The direction of growth of plants in general is dictated by gravity, not by the sun. (How would seeds underground otherwise know which way to grow to get the leaves above ground ASAP?)
IIRC, there’re growth hormones that are both less and greater density than plant cell contents in general.
So, a root that is growing sideways out of a seed (yes, the structures growing out of a seed are initially in a specific direction) will accumulate the less dense hormone on the side of its cells that is facing up. Those cells will grow a little lopsided, slowly pusing down the direction of the growth at the root tip, which is directed by a different process. (Imagine an opposite effect in the stem cells using the heavier hormone.)
One experiment I did in HS biology was to fill a paper towel with soil and stuff it into a Mason jar. Then I pushed beans down the sides of the jar (between the glass and the paper towel).

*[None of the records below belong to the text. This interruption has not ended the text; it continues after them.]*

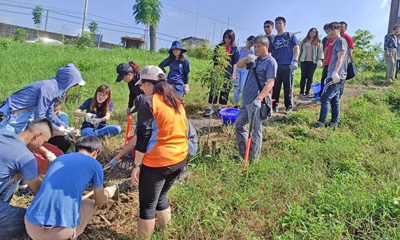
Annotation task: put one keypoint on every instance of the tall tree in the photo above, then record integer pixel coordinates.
(148, 12)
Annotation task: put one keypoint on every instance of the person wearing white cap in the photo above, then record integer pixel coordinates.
(37, 101)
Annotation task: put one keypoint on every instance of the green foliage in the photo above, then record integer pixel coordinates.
(20, 34)
(37, 15)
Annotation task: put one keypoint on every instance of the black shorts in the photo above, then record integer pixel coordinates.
(154, 184)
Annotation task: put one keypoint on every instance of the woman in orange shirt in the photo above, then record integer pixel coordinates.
(161, 149)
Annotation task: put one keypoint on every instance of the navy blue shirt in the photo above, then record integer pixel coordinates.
(177, 71)
(86, 106)
(282, 48)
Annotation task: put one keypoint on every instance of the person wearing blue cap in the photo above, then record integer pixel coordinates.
(179, 68)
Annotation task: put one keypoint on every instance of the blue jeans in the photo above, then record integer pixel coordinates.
(328, 99)
(239, 84)
(11, 218)
(109, 130)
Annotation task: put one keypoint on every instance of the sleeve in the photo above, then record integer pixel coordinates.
(98, 175)
(144, 124)
(29, 167)
(164, 64)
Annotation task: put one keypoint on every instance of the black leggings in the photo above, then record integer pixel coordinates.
(154, 184)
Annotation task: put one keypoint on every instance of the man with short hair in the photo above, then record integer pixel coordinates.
(58, 211)
(282, 50)
(17, 161)
(265, 67)
(337, 72)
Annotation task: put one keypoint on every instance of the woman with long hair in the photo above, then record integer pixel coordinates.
(98, 111)
(228, 43)
(311, 55)
(161, 148)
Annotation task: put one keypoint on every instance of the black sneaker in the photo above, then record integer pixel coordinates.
(208, 112)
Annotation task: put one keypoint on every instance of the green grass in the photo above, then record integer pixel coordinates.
(310, 183)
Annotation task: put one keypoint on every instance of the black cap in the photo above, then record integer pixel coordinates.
(122, 70)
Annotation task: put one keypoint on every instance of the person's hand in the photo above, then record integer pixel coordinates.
(320, 63)
(251, 60)
(294, 65)
(89, 117)
(112, 163)
(256, 104)
(335, 77)
(50, 156)
(185, 88)
(111, 190)
(135, 176)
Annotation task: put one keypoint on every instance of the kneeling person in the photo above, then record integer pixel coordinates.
(58, 211)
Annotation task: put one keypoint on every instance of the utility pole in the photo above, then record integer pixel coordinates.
(84, 18)
(47, 20)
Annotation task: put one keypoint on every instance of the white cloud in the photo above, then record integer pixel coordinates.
(384, 2)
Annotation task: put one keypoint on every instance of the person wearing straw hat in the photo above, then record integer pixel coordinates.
(179, 68)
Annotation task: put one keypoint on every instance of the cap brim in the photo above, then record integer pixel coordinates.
(119, 78)
(81, 83)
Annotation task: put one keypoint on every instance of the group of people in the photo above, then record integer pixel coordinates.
(32, 116)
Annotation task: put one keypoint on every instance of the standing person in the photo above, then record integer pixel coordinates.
(229, 44)
(337, 72)
(179, 68)
(130, 73)
(37, 100)
(242, 72)
(268, 27)
(282, 50)
(161, 148)
(311, 55)
(390, 47)
(58, 211)
(16, 161)
(265, 69)
(98, 112)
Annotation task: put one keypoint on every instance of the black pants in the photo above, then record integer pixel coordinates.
(323, 77)
(307, 73)
(224, 94)
(154, 184)
(62, 142)
(284, 76)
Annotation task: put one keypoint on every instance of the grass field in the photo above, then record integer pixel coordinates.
(310, 183)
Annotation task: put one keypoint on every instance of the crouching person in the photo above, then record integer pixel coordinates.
(17, 161)
(263, 70)
(58, 211)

The beans were in various orientations. When they sprouted, the roots came out in one specific direction relative to the beans orientation and the stem in the opposite direction. Then, after both had cleared the bean by about 1/2 inch, they started growing up (stems) or down (roots) as usual.
IIRC, experiments on the Space Shuttles have show that seeds lose this direction sense in zero gravity (aka free fall). They grow any which way, and would probably be influenced if the ship had a extended acceleration in a particular direction, simulating gravity.